The kind of author you *don't* want to be
Commercial book editors (and readers!) expect authors to play a highly specific role on the page...and authors too often show up to auditions having learned the wrong monologue.
Before we move to this week’s Main Topic, a reminder:
Annual “Glow” subscriptions are 20% off now through March 15.
It currently costs 20% less than usual to subscribe to “Glow” for one year. No coupon code necessary—all you have to do is be a new subscriber and get a 1-year subscription as opposed to a monthly one.
I only ever run sales on annual subscriptions, and I run them at most once a year. (I think the last one I did before this was in 2021? Can’t remember.)
This is therefore a good time to get a subscription if you’ve been thinking about it! But no presh.
Now onto business—specifically the business of what commercial book readers expect from authors on the page.
In commercial book publishing, acquiring editors and readers expect authors to adopt a certain persona.
If you don’t meet their expectations, you’re probably not going to get a book deal (or sell more than a handful of copies on the off chance you do).
What I am referring to here is not the narrator persona in a novel. Rather, it’s the implied or overt manner in which you manifest as you, creator of the text.1
In most nonfiction—where, to be honest, I think the advice that follows is slightly more important— this = how you convey your authority and lead readers through the information you have to share. In fiction and memoir, you show up in your silences as well as your declarations.
The last thing you want to do in either case is come off as annoying.

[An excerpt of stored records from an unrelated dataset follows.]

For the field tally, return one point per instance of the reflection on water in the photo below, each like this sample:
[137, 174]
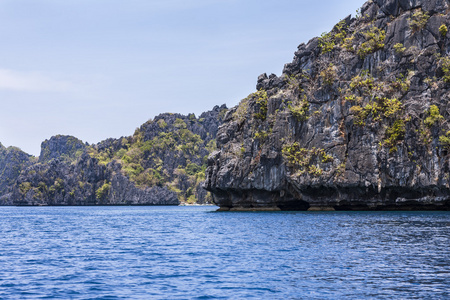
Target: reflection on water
[194, 253]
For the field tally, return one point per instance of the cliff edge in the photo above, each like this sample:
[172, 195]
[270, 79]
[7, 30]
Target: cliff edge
[358, 121]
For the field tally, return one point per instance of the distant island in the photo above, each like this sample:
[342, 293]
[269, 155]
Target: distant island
[162, 163]
[359, 120]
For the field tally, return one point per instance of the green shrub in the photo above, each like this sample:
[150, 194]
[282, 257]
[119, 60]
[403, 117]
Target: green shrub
[444, 140]
[444, 63]
[328, 41]
[419, 20]
[399, 48]
[300, 110]
[443, 30]
[374, 41]
[433, 116]
[329, 75]
[103, 191]
[261, 100]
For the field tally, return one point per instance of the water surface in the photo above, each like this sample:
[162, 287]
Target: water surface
[195, 253]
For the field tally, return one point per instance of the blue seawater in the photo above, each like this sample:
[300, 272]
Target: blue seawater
[196, 253]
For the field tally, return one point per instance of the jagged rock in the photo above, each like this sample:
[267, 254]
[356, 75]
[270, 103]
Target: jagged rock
[358, 120]
[163, 161]
[61, 146]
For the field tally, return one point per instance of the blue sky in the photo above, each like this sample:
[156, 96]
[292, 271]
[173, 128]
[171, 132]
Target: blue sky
[100, 68]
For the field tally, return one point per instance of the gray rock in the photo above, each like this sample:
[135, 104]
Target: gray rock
[342, 164]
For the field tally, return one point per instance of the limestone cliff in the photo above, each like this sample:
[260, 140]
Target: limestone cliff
[358, 121]
[162, 163]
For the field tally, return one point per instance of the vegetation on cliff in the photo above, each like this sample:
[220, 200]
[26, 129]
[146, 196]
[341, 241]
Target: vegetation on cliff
[163, 162]
[359, 119]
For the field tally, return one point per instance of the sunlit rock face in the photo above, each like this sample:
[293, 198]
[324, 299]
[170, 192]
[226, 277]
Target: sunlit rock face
[359, 120]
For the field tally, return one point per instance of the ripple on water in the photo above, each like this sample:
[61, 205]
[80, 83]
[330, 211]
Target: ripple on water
[192, 253]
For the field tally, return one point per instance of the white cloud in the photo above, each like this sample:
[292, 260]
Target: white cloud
[31, 81]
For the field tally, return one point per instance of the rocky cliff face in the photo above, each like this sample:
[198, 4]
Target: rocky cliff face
[358, 121]
[163, 163]
[12, 162]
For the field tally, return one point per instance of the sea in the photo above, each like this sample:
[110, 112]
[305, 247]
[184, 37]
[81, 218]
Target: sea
[185, 252]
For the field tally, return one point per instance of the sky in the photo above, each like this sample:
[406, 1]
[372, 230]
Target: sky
[96, 69]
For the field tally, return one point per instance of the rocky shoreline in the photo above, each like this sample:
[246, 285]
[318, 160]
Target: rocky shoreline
[359, 120]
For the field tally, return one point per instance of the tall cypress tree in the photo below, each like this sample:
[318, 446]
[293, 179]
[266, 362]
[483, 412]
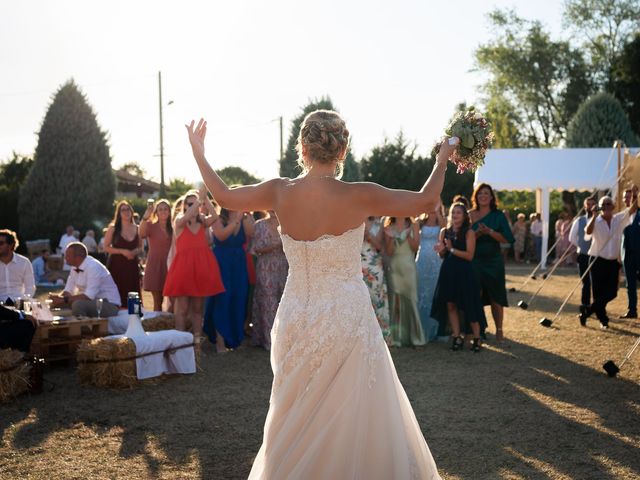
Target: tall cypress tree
[289, 164]
[71, 181]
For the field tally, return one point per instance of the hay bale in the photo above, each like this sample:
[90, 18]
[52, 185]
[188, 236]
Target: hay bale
[160, 322]
[107, 362]
[14, 374]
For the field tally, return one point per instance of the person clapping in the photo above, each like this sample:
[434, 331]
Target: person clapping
[457, 295]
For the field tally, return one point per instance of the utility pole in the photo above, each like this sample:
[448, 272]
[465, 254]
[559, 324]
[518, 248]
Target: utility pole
[281, 140]
[162, 189]
[620, 186]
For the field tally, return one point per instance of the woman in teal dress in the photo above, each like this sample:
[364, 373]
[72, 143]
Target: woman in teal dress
[402, 239]
[491, 229]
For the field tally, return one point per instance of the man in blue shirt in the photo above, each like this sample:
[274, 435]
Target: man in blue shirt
[576, 237]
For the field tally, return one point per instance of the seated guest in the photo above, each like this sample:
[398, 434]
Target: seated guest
[89, 241]
[16, 272]
[39, 265]
[16, 329]
[88, 281]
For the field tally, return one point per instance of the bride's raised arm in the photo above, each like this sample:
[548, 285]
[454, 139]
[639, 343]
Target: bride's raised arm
[246, 198]
[377, 200]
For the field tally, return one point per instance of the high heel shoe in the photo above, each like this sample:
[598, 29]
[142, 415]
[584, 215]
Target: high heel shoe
[458, 343]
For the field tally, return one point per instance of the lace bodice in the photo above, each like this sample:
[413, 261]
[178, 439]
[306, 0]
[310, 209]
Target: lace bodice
[326, 310]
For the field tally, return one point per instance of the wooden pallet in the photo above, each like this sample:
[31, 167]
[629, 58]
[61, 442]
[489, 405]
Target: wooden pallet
[59, 340]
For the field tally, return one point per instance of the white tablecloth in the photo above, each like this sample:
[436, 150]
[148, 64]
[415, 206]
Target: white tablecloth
[179, 361]
[118, 324]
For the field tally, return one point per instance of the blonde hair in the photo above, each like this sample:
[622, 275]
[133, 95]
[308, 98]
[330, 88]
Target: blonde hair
[324, 138]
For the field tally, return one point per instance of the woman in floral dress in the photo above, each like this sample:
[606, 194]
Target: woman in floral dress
[271, 276]
[373, 273]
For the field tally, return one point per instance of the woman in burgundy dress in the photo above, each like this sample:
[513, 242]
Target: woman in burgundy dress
[156, 228]
[194, 273]
[123, 244]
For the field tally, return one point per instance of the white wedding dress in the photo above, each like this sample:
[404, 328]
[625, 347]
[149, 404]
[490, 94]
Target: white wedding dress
[337, 409]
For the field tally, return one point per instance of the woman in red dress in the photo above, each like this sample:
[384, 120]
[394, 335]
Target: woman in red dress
[123, 244]
[194, 272]
[156, 228]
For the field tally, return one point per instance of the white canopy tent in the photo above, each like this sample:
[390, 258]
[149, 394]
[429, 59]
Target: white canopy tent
[545, 169]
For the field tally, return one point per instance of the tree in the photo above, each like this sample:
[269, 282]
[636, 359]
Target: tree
[505, 121]
[605, 26]
[71, 180]
[599, 122]
[289, 164]
[134, 168]
[396, 165]
[533, 80]
[237, 176]
[13, 174]
[626, 81]
[177, 187]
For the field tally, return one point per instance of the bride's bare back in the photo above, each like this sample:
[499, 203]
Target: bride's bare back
[316, 203]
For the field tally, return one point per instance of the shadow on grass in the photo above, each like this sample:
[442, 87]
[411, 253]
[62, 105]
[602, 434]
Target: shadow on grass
[523, 411]
[508, 411]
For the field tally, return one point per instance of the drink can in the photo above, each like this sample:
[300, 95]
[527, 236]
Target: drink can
[133, 303]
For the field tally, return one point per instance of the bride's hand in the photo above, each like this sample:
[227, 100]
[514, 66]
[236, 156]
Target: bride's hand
[196, 137]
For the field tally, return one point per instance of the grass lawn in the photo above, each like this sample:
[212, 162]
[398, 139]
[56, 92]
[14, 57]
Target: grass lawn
[538, 406]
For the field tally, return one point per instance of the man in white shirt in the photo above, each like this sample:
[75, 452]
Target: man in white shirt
[16, 272]
[65, 240]
[605, 232]
[88, 281]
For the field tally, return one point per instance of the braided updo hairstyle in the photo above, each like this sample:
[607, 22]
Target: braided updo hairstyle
[325, 139]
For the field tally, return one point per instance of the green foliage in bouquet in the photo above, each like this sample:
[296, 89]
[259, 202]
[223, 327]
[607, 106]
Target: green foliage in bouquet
[476, 136]
[600, 121]
[71, 181]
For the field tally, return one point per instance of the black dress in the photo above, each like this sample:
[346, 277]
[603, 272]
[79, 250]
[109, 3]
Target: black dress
[457, 284]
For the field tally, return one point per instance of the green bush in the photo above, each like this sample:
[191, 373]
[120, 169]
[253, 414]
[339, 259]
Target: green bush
[599, 122]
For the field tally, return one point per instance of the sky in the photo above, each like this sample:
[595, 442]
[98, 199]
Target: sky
[388, 66]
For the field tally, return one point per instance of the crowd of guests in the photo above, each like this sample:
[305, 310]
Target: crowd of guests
[430, 277]
[222, 272]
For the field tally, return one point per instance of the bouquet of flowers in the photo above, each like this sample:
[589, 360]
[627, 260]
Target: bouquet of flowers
[476, 136]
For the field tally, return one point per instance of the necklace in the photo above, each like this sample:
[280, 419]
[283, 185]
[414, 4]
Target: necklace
[320, 176]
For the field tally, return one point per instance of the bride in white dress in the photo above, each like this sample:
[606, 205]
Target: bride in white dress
[337, 409]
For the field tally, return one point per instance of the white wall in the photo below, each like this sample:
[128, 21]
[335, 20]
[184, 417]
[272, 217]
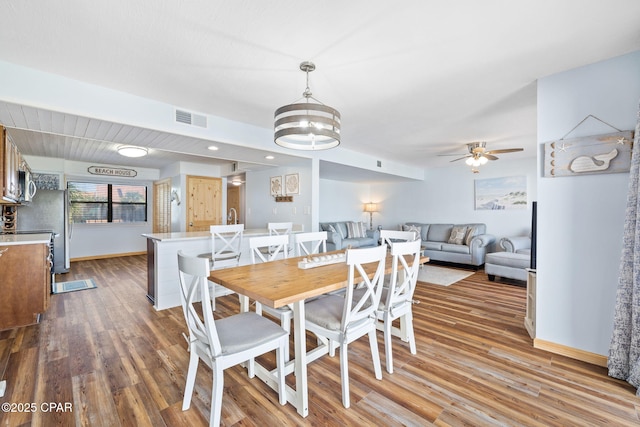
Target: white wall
[580, 219]
[344, 201]
[445, 196]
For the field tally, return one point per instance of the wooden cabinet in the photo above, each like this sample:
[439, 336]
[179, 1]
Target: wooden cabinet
[9, 168]
[25, 285]
[530, 315]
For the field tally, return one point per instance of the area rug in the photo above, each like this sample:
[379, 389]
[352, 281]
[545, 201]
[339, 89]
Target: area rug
[74, 285]
[441, 275]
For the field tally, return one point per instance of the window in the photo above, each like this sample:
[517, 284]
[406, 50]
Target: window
[96, 202]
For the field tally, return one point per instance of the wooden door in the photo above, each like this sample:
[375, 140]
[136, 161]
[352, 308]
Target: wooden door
[233, 201]
[162, 206]
[204, 202]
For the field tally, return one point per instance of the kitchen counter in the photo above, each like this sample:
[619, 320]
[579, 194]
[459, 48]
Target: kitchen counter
[163, 288]
[24, 239]
[249, 232]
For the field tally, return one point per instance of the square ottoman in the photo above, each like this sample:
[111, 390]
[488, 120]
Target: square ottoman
[508, 265]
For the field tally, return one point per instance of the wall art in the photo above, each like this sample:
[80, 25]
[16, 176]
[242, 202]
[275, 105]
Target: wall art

Again, “coming off as annoying” is different from telling a story that frazzles your reader with suspense. I’m talking about someone picking up your book and putting it down with the thought, whoever wrote this is an energy vampire in whose house I do not want to hang.
This is an extremely common issue with early draft material, most of which is written by good, worthy, talented people.
I’m about to give you a list of archetypal examples, but please rest assured that if you see yourself in the below, I’m not sitting here telling you you are this archetype (and nothing but).
Rather, I’m telling you: if you recognize yourself, you’ll probably need to make some perspective adjustments to get yourself back in line with commercial audiences. Keep reading; I’ll tell you what they are.
Here’s a list of some authors you do not want to be.
One or more terrible things has happened to Adelaide in the past. Those experiences traumatized her, as they would just about anyone who went through them. And now she wants to write a book about it.
It’s horrible Adelaide went through what she did. It wasn’t her fault. Readers can easily see that. They feel terrible for her.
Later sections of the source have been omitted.